On Aug 15, 2010, at 7:41 AM, Michael A. Puls II wrote:
On Sat, 14 Aug 2010 20:03:30 -0400, Mike Wilcox <m...@mikewilcox.net>
wrote:
Wow, I was just thinking of proposing this myself a few days ago.
In addition to Adam's comments, there is no standard, stable way of
*getting* the text from a series of nodes. textContent returns
everything, including tabs, white space, and even script content.

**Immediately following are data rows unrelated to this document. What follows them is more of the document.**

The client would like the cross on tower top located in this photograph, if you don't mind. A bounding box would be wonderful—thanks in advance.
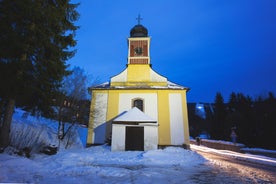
[136,14,143,25]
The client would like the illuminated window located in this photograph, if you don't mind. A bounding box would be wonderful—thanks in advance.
[132,98,144,111]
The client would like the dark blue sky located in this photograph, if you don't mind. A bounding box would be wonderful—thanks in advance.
[69,0,276,102]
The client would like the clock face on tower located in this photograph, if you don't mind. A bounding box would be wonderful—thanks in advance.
[134,47,143,56]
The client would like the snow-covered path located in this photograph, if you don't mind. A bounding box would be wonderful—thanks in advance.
[0,146,206,183]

Well, you can do stuff like this:
------
(function() {
function trim(s) {
return s.replace(/^\s\s*/, '').replace(/\s\s*$/, '');
}
function setInnerText(v) {
this.textContent = v;
}
function getInnerText() {
var iter = this.ownerDocument.createNodeIterator(this,
NodeFilter.SHOW_TEXT, null, null);
var ret = "";
var first = true;
for (var node; (node = iter.nextNode()); ) {
var fixed = trim(node.nodeValue.replace(/\r|\n|\t/g, ""));
if (fixed.length > 0) {
if (!first) {
ret += " ";
}
ret += fixed;
first = false;
}
}
return ret;
}
HTMLElement.prototype.__defineGetter__('myInnerText', getInnerText);
HTMLElement.prototype.__defineSetter__('myInnerText', setInnerText);
})();
------
and adjust how you handle spaces and build the string etc. as you see
fit. Then, it's just alert(el.myInnerText).
NodeIterator's standard. __defineGetter/Setter__ is de-facto standard
(and you have Object.defineProperty as standard for those that support
it). How newlines and tabs and spaces are stripped/normalized just
isn't standardized in this case. But that might different depending on
the application.
Or, just run a regex on textContent.
--
Michael
--
Michael